The cat’s not dead yet

She just looks that way. It’s around 30°C here, and every morning the evil cat complains at me — she won’t shut up — until she collapses on an old carpet remnant near a fan I’ve set up in my office. Then she’s immobile most of the day. I’d feel sympathy, except I’m stuck in the same oven with her.

Could be worse. Look at these views of the Park Fire, currently raging in Northern California. The video is especially notable for showing all the different views technology gives us on the fire — satellite, radar, airplane flight maps, etc. — so you can get a multidimensional appreciation of the awfulness.

All I can do is show you a photo of a heat-stressed cat in western Minnesota.

We’re talking big money here, Sam

You may have noticed I left something out in that last post about Andreesen and Horowitz — their political vision is focused on crypto, AI, and a tax policy they like better.
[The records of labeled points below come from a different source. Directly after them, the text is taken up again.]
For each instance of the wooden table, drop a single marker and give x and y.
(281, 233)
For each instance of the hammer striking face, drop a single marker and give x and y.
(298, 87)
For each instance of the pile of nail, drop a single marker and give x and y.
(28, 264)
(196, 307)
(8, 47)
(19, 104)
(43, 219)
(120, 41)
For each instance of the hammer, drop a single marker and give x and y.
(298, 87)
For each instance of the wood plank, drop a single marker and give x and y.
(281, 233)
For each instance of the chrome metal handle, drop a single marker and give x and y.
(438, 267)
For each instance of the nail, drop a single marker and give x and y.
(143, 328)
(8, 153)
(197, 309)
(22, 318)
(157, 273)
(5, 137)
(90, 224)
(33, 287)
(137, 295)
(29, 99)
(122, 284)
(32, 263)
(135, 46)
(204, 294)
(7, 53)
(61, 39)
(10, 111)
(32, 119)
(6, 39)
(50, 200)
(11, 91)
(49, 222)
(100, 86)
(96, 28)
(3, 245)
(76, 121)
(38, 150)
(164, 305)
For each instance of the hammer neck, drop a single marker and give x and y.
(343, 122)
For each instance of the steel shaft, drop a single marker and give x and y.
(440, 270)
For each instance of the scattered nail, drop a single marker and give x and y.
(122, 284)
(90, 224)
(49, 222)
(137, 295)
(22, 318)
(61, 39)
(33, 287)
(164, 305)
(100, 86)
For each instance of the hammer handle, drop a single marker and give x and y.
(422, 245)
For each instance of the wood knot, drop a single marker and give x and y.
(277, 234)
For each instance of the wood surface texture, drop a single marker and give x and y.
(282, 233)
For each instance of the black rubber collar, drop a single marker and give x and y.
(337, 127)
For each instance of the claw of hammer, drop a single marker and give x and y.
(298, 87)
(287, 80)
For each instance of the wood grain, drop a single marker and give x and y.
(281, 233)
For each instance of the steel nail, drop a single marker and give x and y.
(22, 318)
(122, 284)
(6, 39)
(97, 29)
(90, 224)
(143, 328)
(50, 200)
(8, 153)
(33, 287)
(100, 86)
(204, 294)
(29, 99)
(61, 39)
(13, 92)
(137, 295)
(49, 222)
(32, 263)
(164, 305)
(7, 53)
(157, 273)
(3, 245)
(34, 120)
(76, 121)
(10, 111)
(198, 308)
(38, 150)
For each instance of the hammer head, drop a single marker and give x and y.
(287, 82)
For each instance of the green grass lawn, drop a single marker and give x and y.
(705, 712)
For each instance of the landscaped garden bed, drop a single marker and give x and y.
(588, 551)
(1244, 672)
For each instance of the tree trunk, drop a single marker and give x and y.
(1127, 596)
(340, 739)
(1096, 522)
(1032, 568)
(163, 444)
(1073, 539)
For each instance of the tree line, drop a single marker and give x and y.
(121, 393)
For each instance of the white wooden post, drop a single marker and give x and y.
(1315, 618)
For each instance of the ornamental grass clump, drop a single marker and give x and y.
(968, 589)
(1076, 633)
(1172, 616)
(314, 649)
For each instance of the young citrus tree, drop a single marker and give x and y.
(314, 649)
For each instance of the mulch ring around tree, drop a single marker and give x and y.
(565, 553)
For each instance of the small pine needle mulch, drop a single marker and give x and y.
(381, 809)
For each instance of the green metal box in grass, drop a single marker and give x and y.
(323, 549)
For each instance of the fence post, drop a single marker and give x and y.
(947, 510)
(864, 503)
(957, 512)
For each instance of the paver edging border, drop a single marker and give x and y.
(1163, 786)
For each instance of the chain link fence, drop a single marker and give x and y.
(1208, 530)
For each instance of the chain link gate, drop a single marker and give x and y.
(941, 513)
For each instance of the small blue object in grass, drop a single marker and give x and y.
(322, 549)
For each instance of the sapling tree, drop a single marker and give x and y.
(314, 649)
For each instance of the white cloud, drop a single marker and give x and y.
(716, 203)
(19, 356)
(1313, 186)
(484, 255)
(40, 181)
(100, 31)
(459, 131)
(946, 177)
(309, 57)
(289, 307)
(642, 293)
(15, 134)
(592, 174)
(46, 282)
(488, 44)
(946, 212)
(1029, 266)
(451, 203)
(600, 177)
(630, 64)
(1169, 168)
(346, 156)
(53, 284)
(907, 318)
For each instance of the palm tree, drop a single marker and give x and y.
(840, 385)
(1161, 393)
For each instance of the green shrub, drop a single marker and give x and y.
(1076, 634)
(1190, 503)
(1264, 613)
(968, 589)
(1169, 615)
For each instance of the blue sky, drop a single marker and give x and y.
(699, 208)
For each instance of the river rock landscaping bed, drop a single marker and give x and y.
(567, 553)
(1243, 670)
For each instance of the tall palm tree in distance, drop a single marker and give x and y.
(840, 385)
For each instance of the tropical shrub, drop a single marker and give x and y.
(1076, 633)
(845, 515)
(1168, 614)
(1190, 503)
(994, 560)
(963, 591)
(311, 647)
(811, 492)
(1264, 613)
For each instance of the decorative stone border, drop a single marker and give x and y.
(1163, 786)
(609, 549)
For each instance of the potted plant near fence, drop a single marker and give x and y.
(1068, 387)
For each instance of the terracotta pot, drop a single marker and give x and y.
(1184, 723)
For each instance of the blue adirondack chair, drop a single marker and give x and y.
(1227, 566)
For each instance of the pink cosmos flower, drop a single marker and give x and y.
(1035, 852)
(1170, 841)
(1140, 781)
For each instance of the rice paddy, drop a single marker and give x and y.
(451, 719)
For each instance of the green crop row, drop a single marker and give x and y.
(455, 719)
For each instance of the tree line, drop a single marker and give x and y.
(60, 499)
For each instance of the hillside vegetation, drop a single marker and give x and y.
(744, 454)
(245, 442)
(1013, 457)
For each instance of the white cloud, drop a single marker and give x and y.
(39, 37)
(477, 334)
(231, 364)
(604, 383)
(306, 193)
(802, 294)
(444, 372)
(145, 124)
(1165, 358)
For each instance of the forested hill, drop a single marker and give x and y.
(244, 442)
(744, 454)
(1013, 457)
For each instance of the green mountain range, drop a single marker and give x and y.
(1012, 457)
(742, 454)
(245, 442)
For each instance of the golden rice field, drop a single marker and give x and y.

I said nothing about AI! You may praise me for my restraint.

I shall now correct my omission. Here’s the breakdown of the money OpenAI is spending on this boondoggle:

Total revenue has been $283 million per month, or $3.5 to $4.5 billion a year. This would leave a $5 billion shortfall.

Training the AI models will cost OpenAI about $7 billion in 2024. For ChatGPT alone, the cost will be $4 billion. New models may add $3 billion to that cost — OpenAI has had to train new AI models faster than it had anticipated.

Microsoft’s OpenAI “funding” is largely in the form of Azure compute credits. OpenAI gets a heavily discounted rate of $1.30 per A100 server per hour. OpenAI has 350,000 such servers, with 290,000 of those used just for ChatGPT. This cloud estate is apparently running near full capacity.

Staffing costs for 2024 are likely to be $1.5 billion, up from $500 million for 2023. The median OpenAI engineer salary in 2023 was a $300,000 base salary and $625,000 of stock-equivalent compensation. [Bay Area Inno, 2023; Levels.fyi]

They’re spending roughly twice what they’re making. Almost all their servers are chewing away on ChatGPT. And personally, the worst of all as far as I’m concerned is that software engineers are getting paid $300,000 base salary and $625,000 of stock-equivalent compensation. If my employer paid me half that amount of base salary, rather than a quarter, and never mind the big stock bonus, I’d be coasting on easy street and could hire a live-in masseuse and, I don’t know, go crazy and buy a second car? I struggle to imagine that much money.

I suppose my daughter would have the qualifications to get into that kind of business, but I’d encourage her to keep her soul intact.

Practicing my fan dance, just in case

Today is the first day of Skepticon. I was supposed to be there. I wanted to be there. But instead, I’m at home.

What happened is that on Tuesday I had my second encounter with a transient ischemic attack — the first was about a year and a half ago. I was just sitting at the computer, typing away, when suddenly I couldn’t remember how to spell anything, and the letters and words were swimming about on the computer screen. It was disconcerting. After a short while, everything went back to normal, but I called my doctor anyway — I got a CT scan yesterday (alles klar, no gross observable bleeds or anything like that), and I feel perfectly fine now. I’ll be visiting a neurologist in the near future for a more thorough checkup.

I suspect it was recent grief and sleeplessness and exhaustion and too damn much travel recently that brought it on, so I’m treating it by getting enough sleep. I woke up at 4am this morning, and often I’d just get up and start my day, but this time I got up, walked to the bathroom, and came back to bed and got an additional 2 hours of sleep. No more absurdly early bird for me.

Unfortunately, one thing I cannot trust my brain to do is to hop into a car and drive for 11 hours to St Louis. Once upon a time, yes, no problem, but now I picture suddenly becoming disoriented and confused on I35 because I’d pushed myself too far. Of course, my other nightmare is that happening in the middle of a class, which would be a bit awkward. What good is a professor who loses the ability to read and write?

At least I’ve still got my fall-back profession of exotic dancer to rely on…unless there’s also motor involvement. I’d better take care of myself and stay rested for my own good.